On 29 June 2010, the government of the Republic of China signed the Cross-Strait Economic Cooperation Framework Agreement (ECFA) in Chongqing. President Ma Ying-jeou and Premier Liu Shao-Hsuan viewed the agreement as a key policy to boost Taiwan's economic development. The "No Haste, Be Patient" approach was considered effectively suspended following the signing. However, after the outbreak of the Sunflower Student Movement in 2014, cross-strait exchanges came to an abrupt halt.

== A lost or apocryphal story ==
According to an apocryphal account, the phrase "No haste, be patient" originated as a motto given by Emperor Kangxi to his fourth son, Yinzhen, who later became Emperor Yongzheng of the Qing dynasty.

In 1996, President Lee Teng-hui used the phrase "quit haste and use patience" for the first time in a speech at the National Operators' Conference to describe his vision for the Republic of China's economic policy towards mainland China. Reportedly, the organisers of the conference—known as HD—were frustrated by Lee's reluctance to attend due to their interest in investing in mainland China.

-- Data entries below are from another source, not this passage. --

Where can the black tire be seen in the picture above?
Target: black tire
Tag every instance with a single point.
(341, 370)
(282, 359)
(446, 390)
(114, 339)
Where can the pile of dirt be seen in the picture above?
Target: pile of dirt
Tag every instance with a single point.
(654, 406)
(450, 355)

However, Lee changed his mind the night before the event and instructed his secretary, Su Chi-cheng, to prepare a speech.

Su, under time pressure, reportedly drafted the speech at home overnight. Drawing from his conversation with Lee and in need of a suitable phrase, he allegedly referred to an idiom dictionary on his desk and included the line "Do not be in a hurry, have patience" in the final draft. Due to the rushed circumstances, the origin of the phrase was not verified, and the inclusion of "No haste, be patient" may have been a coincidental creation by Su.